How long will it hold its leaves?

Some oaks lose their leaves in fall, but others hold onto them until spring. I can think of a couple of reasons this may be important to you. If you like to do your leaf raking in fall, don’t choose an oak that holds leaves till spring. If you want your oak to cast shade in summer but not winter, be sure to choose an oak that drops its leaves in fall. For example, this may be an important consideration for a tree that shades a house in summer, but allows solar panels to work in the winter.

Oak leaves are slower to decompose

Know that oak leaves have higher tannin content than many other tree species, and therefore, take longer to decompose. I like to use all my tree leaves for garden mulch and since the oaks I’ve planted in my landscape are all pretty small still, this has not been a big concern. However, if you compost your leaves or have heard the myth that tannin-rich oak leaves will make your soil more acidic, read this article.

Slower growing trees still provide rewards

A common complaint I hear about oaks is that they grow too slow. Therefore, folks may opt for the short-term gain of quick shade provided by a poplar or silver maple instead of a longer lived oak.

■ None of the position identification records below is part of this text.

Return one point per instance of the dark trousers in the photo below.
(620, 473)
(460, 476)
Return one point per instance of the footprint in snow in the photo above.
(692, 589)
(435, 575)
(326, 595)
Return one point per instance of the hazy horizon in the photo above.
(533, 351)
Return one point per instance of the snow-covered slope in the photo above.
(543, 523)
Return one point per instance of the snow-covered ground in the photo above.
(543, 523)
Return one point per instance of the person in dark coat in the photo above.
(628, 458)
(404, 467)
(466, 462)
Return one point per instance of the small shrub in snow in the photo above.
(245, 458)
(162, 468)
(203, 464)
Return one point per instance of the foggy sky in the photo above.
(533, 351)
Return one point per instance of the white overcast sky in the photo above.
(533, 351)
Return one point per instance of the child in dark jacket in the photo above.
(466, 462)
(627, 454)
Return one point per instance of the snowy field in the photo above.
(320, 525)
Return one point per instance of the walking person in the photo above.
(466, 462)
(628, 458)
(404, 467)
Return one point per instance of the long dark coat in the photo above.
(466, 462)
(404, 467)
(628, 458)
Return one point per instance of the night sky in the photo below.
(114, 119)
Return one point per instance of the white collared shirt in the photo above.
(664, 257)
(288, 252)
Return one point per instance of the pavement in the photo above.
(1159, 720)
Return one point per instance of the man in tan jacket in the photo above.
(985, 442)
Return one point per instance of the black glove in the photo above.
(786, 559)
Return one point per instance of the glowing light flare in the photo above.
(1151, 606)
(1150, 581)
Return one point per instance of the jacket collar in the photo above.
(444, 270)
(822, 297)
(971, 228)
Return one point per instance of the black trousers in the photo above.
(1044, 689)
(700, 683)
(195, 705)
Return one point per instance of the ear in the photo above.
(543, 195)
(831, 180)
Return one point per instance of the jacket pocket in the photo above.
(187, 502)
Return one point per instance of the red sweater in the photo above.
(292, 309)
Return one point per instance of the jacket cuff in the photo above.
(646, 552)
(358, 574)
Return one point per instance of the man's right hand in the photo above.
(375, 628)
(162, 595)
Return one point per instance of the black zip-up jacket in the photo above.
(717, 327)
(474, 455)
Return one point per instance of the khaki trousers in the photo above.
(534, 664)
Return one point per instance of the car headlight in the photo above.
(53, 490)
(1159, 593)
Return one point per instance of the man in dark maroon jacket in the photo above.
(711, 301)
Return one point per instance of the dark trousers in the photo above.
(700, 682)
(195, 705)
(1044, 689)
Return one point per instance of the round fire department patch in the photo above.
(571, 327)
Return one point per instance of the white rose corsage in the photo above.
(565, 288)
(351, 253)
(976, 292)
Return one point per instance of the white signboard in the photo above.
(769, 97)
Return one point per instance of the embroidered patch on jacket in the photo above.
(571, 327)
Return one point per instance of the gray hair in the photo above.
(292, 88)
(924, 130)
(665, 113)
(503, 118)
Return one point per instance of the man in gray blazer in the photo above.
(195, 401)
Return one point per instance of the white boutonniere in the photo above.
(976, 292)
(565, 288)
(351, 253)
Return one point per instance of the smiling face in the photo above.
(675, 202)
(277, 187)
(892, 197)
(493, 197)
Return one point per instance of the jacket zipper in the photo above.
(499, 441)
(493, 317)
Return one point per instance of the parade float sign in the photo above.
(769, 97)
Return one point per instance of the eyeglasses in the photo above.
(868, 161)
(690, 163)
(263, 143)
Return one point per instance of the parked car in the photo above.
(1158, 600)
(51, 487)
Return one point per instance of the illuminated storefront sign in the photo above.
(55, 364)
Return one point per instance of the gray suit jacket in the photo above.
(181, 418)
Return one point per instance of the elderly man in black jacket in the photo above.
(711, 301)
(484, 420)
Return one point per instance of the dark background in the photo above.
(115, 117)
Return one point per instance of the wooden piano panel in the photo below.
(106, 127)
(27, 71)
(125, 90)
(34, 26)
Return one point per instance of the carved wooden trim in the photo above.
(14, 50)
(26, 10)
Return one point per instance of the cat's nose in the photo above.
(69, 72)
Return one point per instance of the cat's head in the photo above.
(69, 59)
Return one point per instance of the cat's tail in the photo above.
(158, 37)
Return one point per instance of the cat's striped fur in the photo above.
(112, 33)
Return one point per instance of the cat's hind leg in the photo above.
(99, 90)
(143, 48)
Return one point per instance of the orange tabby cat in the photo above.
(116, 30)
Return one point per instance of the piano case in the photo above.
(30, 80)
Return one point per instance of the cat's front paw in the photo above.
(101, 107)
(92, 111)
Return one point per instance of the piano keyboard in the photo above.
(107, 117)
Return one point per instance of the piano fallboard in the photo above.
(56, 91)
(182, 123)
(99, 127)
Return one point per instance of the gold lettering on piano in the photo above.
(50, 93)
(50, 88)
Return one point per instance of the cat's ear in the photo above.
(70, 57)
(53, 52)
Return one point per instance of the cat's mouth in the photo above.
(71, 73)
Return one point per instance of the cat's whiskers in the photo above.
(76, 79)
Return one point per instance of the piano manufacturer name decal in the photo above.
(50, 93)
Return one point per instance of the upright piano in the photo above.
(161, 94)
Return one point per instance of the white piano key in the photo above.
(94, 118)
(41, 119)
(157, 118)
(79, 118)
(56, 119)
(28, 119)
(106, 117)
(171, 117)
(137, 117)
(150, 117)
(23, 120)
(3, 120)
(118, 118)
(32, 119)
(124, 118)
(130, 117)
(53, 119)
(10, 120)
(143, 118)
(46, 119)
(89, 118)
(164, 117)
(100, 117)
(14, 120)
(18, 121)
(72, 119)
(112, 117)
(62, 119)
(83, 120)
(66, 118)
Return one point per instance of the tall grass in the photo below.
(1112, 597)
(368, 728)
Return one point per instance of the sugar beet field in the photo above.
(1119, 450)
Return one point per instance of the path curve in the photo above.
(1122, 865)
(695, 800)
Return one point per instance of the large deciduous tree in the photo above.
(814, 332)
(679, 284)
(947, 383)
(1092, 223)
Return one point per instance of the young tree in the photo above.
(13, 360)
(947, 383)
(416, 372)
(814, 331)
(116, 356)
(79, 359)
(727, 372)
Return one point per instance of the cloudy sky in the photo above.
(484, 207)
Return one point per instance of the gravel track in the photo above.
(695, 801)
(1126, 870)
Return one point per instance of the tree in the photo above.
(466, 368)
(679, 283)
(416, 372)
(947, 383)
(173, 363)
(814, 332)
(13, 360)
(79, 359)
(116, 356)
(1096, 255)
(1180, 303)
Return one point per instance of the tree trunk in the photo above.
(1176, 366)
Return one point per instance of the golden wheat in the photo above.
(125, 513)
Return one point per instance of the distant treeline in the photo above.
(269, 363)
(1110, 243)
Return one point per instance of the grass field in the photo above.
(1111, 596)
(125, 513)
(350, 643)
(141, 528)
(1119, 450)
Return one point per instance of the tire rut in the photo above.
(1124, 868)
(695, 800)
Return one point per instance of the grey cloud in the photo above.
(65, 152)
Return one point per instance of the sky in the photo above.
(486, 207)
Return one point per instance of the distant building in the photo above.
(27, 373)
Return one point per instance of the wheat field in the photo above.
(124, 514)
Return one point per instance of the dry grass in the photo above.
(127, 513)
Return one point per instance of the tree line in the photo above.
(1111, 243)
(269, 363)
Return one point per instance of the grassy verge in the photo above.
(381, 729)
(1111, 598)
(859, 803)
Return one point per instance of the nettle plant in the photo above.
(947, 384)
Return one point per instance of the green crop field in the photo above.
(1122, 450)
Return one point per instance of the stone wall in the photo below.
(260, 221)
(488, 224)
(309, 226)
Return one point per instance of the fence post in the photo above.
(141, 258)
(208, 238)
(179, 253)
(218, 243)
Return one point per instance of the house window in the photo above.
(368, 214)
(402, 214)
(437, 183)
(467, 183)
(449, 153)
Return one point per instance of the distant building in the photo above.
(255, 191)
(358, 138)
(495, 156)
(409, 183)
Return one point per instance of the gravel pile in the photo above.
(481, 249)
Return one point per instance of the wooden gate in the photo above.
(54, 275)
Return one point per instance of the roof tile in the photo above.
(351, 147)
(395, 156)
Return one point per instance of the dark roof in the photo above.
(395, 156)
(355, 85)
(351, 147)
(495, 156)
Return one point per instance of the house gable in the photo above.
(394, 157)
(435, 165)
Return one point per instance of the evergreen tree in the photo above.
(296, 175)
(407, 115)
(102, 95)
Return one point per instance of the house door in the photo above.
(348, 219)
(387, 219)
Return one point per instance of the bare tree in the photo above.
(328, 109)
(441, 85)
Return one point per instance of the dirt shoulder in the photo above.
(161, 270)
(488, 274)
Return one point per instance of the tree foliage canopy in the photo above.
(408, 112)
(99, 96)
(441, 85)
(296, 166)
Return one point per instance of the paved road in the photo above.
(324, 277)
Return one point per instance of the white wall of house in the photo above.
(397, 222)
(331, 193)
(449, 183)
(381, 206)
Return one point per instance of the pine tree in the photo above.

A poplar lifespan may be 30-50 years, a silver maple 50-100 years, and an oak 150-250 years. But what you gain in quicker shade with the poplar and silver maple, you give up in durability, attraction to wildlife, and passing along quality trees to future property owners. The above recommended oaks all would be considered slow to moderate rate growing trees. Do know that you can increase the growth rate of an oak with mulching, supplemental water, and fertilizer. Maybe it is the skewed perspective of an oak lover, but I would think that oaks even improve property value. And remember, a tree is planted for the next generation as much as it is for you.